Loree Sandler

Of Burros and Brothers

When my parents bought a second home, in Colorado, my mother amassed Navajo rugs, leather chaps, iron horses. As an art consultant and museum docent her eye was well-trained. Everything was interesting.

But the ten-dollar find from a dusty old shop was dayenu. A little stuffed burro, sporting a bell and Michigan bib, straddles a felted brimmed hat. Loopy machine stitching proclaims: Worlds Champion Burro Race. Of all the objects, in all the rooms, in all the house, that hat had me at hello. What can I say? The heart wants what it wants.

Colorado was our favorite escape. Skiing, hiking, hunting for crawfish, posing on ponies – my boys were reared in the Rockies.

We tried every restaurant from Avon to Edwards, perused every store. We braved the potholed road to Piney Lake.

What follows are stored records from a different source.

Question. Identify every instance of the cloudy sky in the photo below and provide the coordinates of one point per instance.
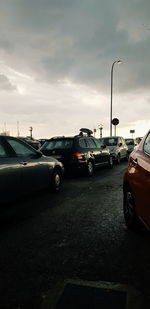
(55, 64)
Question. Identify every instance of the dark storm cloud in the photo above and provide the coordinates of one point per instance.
(5, 84)
(78, 40)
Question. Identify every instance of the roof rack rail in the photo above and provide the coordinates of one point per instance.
(55, 137)
(86, 131)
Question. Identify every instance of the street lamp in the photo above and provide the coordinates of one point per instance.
(118, 61)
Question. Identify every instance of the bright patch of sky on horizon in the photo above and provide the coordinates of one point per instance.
(55, 65)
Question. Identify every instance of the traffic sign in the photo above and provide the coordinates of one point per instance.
(115, 121)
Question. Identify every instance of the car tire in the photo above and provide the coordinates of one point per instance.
(130, 215)
(118, 159)
(110, 162)
(56, 180)
(89, 168)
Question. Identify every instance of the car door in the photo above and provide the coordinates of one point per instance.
(10, 174)
(142, 180)
(103, 152)
(94, 151)
(34, 172)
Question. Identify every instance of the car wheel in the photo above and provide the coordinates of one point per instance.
(110, 162)
(118, 159)
(56, 180)
(130, 216)
(89, 168)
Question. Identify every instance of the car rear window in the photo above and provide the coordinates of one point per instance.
(129, 141)
(110, 141)
(58, 144)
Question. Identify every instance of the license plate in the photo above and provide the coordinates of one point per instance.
(57, 157)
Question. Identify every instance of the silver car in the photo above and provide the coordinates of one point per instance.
(23, 169)
(117, 147)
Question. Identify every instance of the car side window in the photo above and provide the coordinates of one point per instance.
(82, 143)
(3, 153)
(20, 149)
(91, 143)
(147, 144)
(98, 143)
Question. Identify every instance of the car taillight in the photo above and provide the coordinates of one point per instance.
(77, 155)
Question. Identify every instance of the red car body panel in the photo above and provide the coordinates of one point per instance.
(137, 176)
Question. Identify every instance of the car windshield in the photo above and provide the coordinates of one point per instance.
(110, 141)
(129, 141)
(58, 144)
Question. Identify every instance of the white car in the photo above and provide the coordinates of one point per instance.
(117, 147)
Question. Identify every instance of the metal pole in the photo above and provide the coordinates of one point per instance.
(111, 99)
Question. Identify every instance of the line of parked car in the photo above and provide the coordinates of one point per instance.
(24, 169)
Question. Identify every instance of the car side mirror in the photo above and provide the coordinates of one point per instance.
(103, 146)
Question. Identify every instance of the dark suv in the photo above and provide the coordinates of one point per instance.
(78, 153)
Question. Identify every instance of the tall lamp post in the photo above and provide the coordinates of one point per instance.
(112, 68)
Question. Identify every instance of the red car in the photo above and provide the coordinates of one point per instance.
(136, 186)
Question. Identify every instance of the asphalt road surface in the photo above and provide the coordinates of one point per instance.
(78, 233)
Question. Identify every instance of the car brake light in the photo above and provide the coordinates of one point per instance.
(77, 155)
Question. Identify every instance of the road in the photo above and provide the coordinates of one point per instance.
(79, 233)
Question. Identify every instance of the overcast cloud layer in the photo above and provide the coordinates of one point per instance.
(56, 58)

When my brother’s family overlapped, it was chaos, and crumbs, and piles of dirty clothes. It was also warm cookies and hot cocoa.

Eventually our parents sold the house, and my father, who called himself “burro” long before the hat, packed, and schlepped, and shut the place down. My brother bought a house up the road and took possession of much of the stuff – furniture to bedding, dishes to decor.

Leftovers were sold, or shipped, and stacked in my basement.

Todd’s place was an investment with renters, and when we finally visited, well, there was the hat.

“I thought you were giving it to me,” I complained to our parents.

“Of course,” Mom confirmed. “But I wasn’t there when Dad packed.”

Our parents have given us the shirts off their backs. I could not make a stink for an ass.

We’ve downsized twice since the pandemic began. Many beloved objects stored indefinitely out of sight. I have so much more stuff than I need.

Todd’s family traded up in Colorado, then traded up again. They’re forever looking forward while I’m forever dreaming back. Deeply nostalgic last winter I dared to ask for the hat.

“Sorry,” Todd said. “Jana really likes it.”

I called Mom with the news, but she already knew. Todd had called her hopping mad. Apparently, I’d asked once before.

“Really?” I repeated, unable to remember.

“Anyway, it’s ridiculous,” she agreed. “A stranger could walk away with it, and no one would notice.”

A week later, Todd called Dad. “I’ll give Loree the hat if you give me the box.”

The studded, leather stagecoach box is valuable, but that’s beside the point.

“Don’t you dare,” I brayed. Our parents kept so few objects from that house for themselves.

The burro does not bode well. Someday there will be an estate to divide.

This fall Mom confided, “I thought they’d give you the hat for your birthday.”

“They’ve ruined it for me,” I half-lied.

Manufactured as a souvenir, the burro has morphed from folk art to totem. It’s a reminder of our time together, in a house filled with beauty, when my children were molded in the mountains. Yet the bell tolls another tale, too, of a hole in the fabric of our family.

“Dear Loree & Bob, Greetings from Telluride & Happy Hannukah, xoxo Todd & Jana”

Without fanfare, the box arrived on my doorstep. Like many epic events, the Worlds Champion Burro Race took an unexpected turn. The hat now lives in my home. Generosity? Pity? Too shabby for new mountain digs?

Mom said, “I bought six hat stands when Barney’s went out of business.”

“I’d love one,” I admitted. “You still collecting hats?”

Ian, Spencer, Graham (& burro), Beaver Creek, Colorado 2003(?)

Loree Sandler

Loree Sandler is writing a memoir about building her business, Let Them Eat Candles.

Loree’s youngest son, Graham, has no recollection of hunting for crawfish, or of the cool vintage minnow buckets used for the purpose. Supposedly the buckets are “long gone.”